Moments later Kailee abandoned the fishing pole and was bounding about the boat. Then the exhuberant 6-year-old climbed into fisherman's seat next to where Kelm was standing and grinned up at him.
"I'm going to catch a little one," she said.
Grandfather and granddaughter?
Nope. They had met less than an hour earlier when Kailee, her sister Madisyn and their mom Angie climbed aboard Art and Terri Helm's fishing boat at the Pueblo Reservoir.
The fun Saturday for the Skinner girls and about 50 other children from Fort Carson families was courtesy of about 50 strangers, mostly master fishermen from a handful of Colorado fishing clubs. Most of the children's fathers are deployed to Iraq or elsewhere, although a handful of soldiers home between war tours also took part in the fourth annual "Take a Kid Fishing Day."
"It's wonderful to know that there are people who care and understand the military lifestyle," Angie Skinner said.
For many of the kids, it was their first fishing adventure and their first time on a boat. For others, such as 16-year-old Tim Balboa, it was a chance to improve his fishing skills. As he headed out on the water with fisherman Steve Ehrman of Littleton, he said: "I want to learn how to catch bigger fish."
Ehrman said he hoped he could pass on his knowledge of reading the water, which "will tell us where the fish are."
The idea for the fishing day was hatched on Father's Day 2005, when Dave Kooser was returning from the reservoir after a day of fishing with his son. He heard on the radio about a Fort Carson soldier who'd been killed in Iraq, and wondered whether the soldier had children.
That led to the idea of taking soldiers' children fishing, but Kooser hadn't served in the military and didn't know where to start.
"I could come up with boats and fishermen, but I didn't know anything about the military end," he said.
But a Colorado Walleye Association buddy, Frank Weston, did.

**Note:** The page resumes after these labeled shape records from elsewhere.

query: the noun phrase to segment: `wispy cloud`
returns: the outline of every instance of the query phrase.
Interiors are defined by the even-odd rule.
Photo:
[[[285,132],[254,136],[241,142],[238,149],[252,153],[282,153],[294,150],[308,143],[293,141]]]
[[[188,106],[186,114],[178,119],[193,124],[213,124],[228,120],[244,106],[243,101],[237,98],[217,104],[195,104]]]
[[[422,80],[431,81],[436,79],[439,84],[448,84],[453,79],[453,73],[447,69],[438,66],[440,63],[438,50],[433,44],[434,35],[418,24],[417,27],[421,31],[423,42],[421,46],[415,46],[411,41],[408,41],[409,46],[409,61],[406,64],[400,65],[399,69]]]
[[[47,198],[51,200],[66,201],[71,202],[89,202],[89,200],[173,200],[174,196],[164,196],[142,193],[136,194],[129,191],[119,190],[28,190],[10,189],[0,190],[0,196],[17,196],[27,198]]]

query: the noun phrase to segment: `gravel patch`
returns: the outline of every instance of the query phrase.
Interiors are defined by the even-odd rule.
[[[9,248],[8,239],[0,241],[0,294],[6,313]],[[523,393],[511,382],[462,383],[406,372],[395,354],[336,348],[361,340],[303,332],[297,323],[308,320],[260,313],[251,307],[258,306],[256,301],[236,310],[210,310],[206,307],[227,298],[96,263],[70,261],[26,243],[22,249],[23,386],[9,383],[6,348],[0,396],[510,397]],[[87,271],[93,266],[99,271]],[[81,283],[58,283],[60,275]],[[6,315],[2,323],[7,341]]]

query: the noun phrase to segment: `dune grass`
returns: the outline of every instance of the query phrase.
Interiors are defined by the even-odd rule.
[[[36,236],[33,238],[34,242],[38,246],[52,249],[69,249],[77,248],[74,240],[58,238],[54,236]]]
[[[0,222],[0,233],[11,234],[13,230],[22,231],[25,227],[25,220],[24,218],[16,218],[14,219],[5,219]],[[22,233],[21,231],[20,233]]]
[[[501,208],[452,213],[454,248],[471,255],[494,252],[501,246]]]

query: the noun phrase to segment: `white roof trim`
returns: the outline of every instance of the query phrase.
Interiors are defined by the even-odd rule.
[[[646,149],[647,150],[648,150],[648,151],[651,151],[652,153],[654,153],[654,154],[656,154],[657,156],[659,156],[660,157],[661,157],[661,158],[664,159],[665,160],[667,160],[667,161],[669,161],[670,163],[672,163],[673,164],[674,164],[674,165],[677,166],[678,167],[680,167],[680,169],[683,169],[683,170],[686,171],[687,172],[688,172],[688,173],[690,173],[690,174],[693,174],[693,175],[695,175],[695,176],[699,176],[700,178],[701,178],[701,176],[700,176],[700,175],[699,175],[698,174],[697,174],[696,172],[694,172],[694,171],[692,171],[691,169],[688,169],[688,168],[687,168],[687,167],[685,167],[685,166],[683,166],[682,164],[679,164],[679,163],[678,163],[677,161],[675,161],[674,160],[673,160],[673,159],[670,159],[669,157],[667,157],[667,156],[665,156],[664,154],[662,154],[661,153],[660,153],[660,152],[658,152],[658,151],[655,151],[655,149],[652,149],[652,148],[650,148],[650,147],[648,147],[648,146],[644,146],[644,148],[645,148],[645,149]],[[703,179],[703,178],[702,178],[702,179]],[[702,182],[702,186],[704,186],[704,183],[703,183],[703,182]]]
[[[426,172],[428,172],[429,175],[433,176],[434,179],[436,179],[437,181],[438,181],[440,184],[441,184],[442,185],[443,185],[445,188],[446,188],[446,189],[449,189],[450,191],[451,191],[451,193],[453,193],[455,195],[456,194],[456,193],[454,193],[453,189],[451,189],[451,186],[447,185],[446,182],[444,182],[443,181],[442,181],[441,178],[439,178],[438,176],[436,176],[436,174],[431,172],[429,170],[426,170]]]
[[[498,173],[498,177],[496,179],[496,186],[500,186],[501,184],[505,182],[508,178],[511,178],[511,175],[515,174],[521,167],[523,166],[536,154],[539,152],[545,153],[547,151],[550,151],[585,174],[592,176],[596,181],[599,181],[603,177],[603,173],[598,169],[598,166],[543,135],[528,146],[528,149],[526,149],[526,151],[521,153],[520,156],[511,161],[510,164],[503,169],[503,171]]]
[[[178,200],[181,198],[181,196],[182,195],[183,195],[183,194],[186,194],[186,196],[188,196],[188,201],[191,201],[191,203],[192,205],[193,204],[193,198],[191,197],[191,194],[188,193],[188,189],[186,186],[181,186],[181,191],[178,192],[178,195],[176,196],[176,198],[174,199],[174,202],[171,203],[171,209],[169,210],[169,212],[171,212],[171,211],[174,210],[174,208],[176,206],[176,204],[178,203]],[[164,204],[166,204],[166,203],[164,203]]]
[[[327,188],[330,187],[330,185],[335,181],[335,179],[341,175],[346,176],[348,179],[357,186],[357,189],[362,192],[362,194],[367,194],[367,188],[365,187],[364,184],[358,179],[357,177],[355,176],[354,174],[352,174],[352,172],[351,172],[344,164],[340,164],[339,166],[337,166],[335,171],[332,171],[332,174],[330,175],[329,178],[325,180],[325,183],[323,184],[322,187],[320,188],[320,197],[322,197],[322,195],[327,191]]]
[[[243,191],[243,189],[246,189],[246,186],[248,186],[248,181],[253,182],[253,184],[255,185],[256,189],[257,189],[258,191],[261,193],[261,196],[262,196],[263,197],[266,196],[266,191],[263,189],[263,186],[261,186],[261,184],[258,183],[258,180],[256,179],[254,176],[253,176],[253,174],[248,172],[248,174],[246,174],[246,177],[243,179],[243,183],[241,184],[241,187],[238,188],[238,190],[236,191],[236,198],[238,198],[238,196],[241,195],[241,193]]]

Kooser and Weston, a retired Army major, began planning and the first fishing trip was a year later, on Father's Day weekend 2006. The fishing clubs partner with Fort Carson Family Housing, several companies and other agencies to pull it off.
Everything is taken care: the kids and family members were bussed from Fort Carson to the reservoir, where they got T-shirts, water bottles, snacks and life jackets, and were paired with fishermen. Boxed chicken lunches were delivered at noon, and awards presented before the buses headed back to Fort Carson.
Not even Saturday's cool, rainy weather could dampen the enthusiasm, as fishermen pulled rain ponchos from their storage areas and wrapped them around the kids.
"Perfect," said Coleman Barron, a fisherman from Cascade. "This is the ultimate weather for fishing."
Barron was waiting aboard his pontoon boat for a family that had been delayed by a phone call - from Iraq.
It wasn't the only call from overseas on Saturday. Angie Skinner's phone rang about 9:30 a.m. and it was Sgt. 1st Class James Skinner calling from Iraq where he is serving with the 2nd Brigade Combat Team of the 4th Infantry Division.
Kailee and Madisyn got to talk to their dad as they fished and then Angie got the phone.
"Daddy says it's been 14 years since he fished," she called out to the girls.
The Helms, who live in Pueblo West and are members of the Walleye club, tended to Madisyn and Kailee while mom talked on the phone.
After she hung up, she explained: "He didn't know we were going to be out here today. He asked what we were doing today and I said we're fishing on a boat."
Then she turned to her daughter's and said, "Me and daddy fished on one of our first dates. We were 15."